The first day of another round of pretrial motions in the trial of Khalid Sheik Mohammed, the self-professed mastermind of the Sept. 11, 2001, attacks, and his four co-defendants, was plagued with technical problems. (AP)
Who controls what the public and reporters can see and hear at the military commissions at Guantanamo Bay, Cuba? Is there an invisible hand, unknown to even the military judge, that can switch off audio and video feeds?
Those questions arose Monday on the first day of another round of pretrial motions in the trial of Khalid Sheik Mohammed, the self-professed mastermind of the Sept. 11, 2001, attacks, and his four co-defendants.
David Nevin, one of Mohammed’s civilian attorneys, was discussing a defense motion to preserve any evidence from the secret overseas prisons where the defendants were held by the CIA. The motion had been declassified, but Nevin had barely gotten a sentence out when the audio feed to the media centers on base and at Fort Meade was smothered in white noise. Then the video of the courtroom was cut.
When the feeds were restored several minutes later, Judge James Pohl, an Army colonel, seemed perplexed as to not only why Nevin was censored but by whom. Pohl said he did not cut off the feed, and it did not appear that the court security officer who sits beside him did, either.
Nevin and other defense attorneys said they wanted to know whether there was some mysterious entity monitoring the proceedings — and whether that entity might be listening to communications between the lawyers and their clients.
Joanna Baltes, a Justice Department lawyer working on the prosecution team, said she could explain what transpired — but not in public.
Shortly after the court went into closed session, Pohl said that if what happened could be explained in public he would do so when open session resumes Tuesday. At the closed session, the lawyers and the judge also planned to discuss whether some or all of the argument over Nevin’s motion could be heard in public.

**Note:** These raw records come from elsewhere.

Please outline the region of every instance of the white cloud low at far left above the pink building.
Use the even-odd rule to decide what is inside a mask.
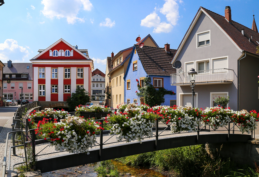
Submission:
[[[28,58],[29,51],[26,49],[29,47],[22,47],[18,45],[18,42],[13,39],[6,39],[4,43],[0,43],[0,60],[6,63],[8,60],[13,62],[24,62],[25,58]]]

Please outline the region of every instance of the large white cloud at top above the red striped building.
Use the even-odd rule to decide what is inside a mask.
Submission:
[[[76,21],[84,22],[83,18],[77,17],[81,6],[83,6],[83,10],[88,11],[93,8],[89,0],[70,0],[69,3],[66,0],[42,0],[41,3],[44,5],[44,9],[41,11],[44,16],[51,19],[54,17],[66,18],[69,24],[74,24]]]

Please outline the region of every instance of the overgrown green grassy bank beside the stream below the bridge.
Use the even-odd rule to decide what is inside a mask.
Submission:
[[[256,169],[239,167],[230,159],[208,156],[205,145],[148,152],[115,159],[131,166],[157,169],[169,176],[256,176]],[[244,170],[238,170],[244,169]],[[258,169],[258,168],[257,168]],[[257,171],[259,172],[259,171]],[[240,174],[242,173],[242,174]]]

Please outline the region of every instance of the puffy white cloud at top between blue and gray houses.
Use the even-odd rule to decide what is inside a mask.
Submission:
[[[167,22],[161,22],[160,17],[157,14],[157,8],[154,8],[154,12],[150,13],[145,19],[141,20],[141,26],[154,27],[154,33],[165,32],[168,33],[173,29],[173,25],[177,24],[179,18],[178,3],[183,3],[182,0],[165,0],[163,7],[160,9],[160,13],[166,15]]]

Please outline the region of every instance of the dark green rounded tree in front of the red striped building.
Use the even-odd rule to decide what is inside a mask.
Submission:
[[[75,93],[72,93],[71,97],[67,99],[69,111],[73,112],[76,106],[80,104],[85,105],[89,101],[90,101],[89,93],[85,89],[78,87],[75,90]]]

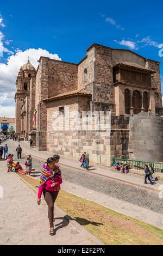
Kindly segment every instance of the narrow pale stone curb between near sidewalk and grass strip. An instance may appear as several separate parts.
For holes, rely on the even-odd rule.
[[[17,174],[17,173],[16,173]],[[18,178],[20,180],[22,180],[28,187],[30,187],[30,189],[32,191],[34,191],[35,193],[37,193],[37,190],[30,185],[26,180],[22,179],[20,175],[18,175]],[[34,179],[33,177],[31,177],[31,179]],[[104,245],[101,241],[99,241],[97,239],[97,237],[93,236],[91,233],[89,233],[84,227],[82,227],[82,225],[80,225],[78,222],[76,222],[75,220],[73,220],[73,218],[71,218],[69,215],[66,214],[65,211],[61,210],[60,208],[58,208],[57,205],[55,205],[55,208],[60,212],[61,215],[65,216],[67,221],[71,221],[71,224],[73,224],[78,230],[80,230],[81,233],[83,233],[87,239],[91,240],[91,242],[93,242],[93,245]]]

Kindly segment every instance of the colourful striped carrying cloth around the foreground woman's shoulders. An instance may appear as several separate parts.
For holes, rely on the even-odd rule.
[[[61,170],[59,166],[55,166],[53,170],[50,170],[47,167],[47,164],[43,164],[43,168],[41,170],[41,175],[40,175],[40,184],[39,187],[42,186],[49,178],[52,178],[54,176],[59,176],[61,177]]]

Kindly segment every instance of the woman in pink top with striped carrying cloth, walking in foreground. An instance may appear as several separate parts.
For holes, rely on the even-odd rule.
[[[37,196],[37,204],[41,203],[41,194],[43,192],[43,196],[48,205],[48,218],[50,224],[50,235],[55,235],[54,231],[54,203],[58,196],[58,189],[62,183],[61,172],[58,171],[58,168],[55,168],[55,163],[57,158],[49,157],[46,161],[46,164],[43,165],[42,172],[40,175],[40,185]]]

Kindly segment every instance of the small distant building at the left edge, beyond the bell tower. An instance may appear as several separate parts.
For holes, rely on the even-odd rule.
[[[0,117],[0,132],[7,135],[10,131],[15,131],[15,118]]]

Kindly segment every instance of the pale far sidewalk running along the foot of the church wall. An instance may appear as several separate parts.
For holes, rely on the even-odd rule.
[[[18,142],[14,142],[16,145]],[[54,153],[51,153],[50,151],[37,151],[36,148],[29,148],[29,143],[21,141],[20,142],[23,153],[31,154],[34,157],[37,157],[39,159],[47,160],[49,156],[52,156]],[[130,185],[135,185],[143,188],[147,188],[152,191],[159,192],[160,185],[163,184],[163,181],[157,181],[154,186],[151,186],[151,184],[145,185],[144,182],[144,176],[128,173],[128,174],[121,174],[117,170],[115,170],[113,167],[105,167],[105,166],[99,166],[98,164],[91,164],[91,168],[89,171],[85,170],[84,168],[80,168],[80,163],[76,159],[71,159],[70,157],[62,156],[60,155],[60,165],[64,165],[67,167],[71,167],[74,169],[80,169],[83,170],[83,172],[89,172],[97,175],[106,176],[110,179],[126,182]],[[93,166],[92,166],[93,165]]]

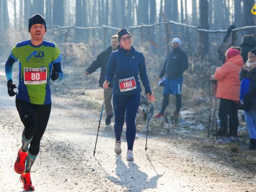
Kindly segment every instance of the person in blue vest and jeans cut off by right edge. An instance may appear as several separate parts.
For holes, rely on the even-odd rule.
[[[248,60],[240,72],[240,102],[250,136],[249,149],[256,150],[256,49],[250,50]]]

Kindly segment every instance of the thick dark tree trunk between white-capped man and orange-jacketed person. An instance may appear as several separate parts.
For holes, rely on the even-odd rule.
[[[208,0],[200,0],[200,24],[203,29],[209,29],[209,4]],[[199,53],[202,56],[209,54],[209,34],[200,32]]]

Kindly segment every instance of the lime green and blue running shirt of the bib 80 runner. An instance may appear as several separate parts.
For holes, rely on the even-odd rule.
[[[50,76],[53,65],[59,64],[61,54],[59,48],[52,42],[43,41],[39,46],[31,44],[30,40],[18,42],[10,53],[10,58],[19,60],[19,84],[17,99],[46,105],[51,103]],[[62,79],[62,71],[61,79]],[[7,79],[11,79],[12,66],[7,71]],[[60,80],[61,80],[60,79]]]

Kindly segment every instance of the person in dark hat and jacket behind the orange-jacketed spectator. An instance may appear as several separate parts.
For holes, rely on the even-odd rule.
[[[240,45],[242,51],[241,55],[243,57],[244,63],[248,60],[248,53],[256,47],[256,39],[253,34],[247,34],[243,36],[242,44]]]

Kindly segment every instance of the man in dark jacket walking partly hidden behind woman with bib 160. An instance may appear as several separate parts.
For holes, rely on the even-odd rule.
[[[84,72],[85,75],[89,75],[101,67],[101,75],[99,79],[100,87],[102,87],[103,82],[105,81],[105,73],[106,73],[106,68],[110,58],[110,54],[112,51],[117,50],[118,45],[119,45],[118,36],[113,35],[111,37],[111,46],[108,47],[107,50],[104,50],[103,52],[101,52],[97,56],[96,60],[91,63],[91,66],[88,67]],[[106,125],[110,125],[111,118],[113,117],[111,100],[112,100],[112,87],[110,87],[109,89],[106,89],[106,95],[105,95],[105,109],[107,114],[107,117],[105,120]]]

There are 166 detainees remaining at Guantanamo, including Mohammed, but the Obama administration’s efforts to close the facility have stalled in the face of congressional resistance.
On Friday, the administration announced that the duties of Daniel Fried, the State Department’s special envoy on Guantanamo, would be assumed by the department’s Office of the Legal Adviser. Fried, who is being reassigned as coordinator for sanctions policy, had been charged with attempting to resettle detainees cleared for release.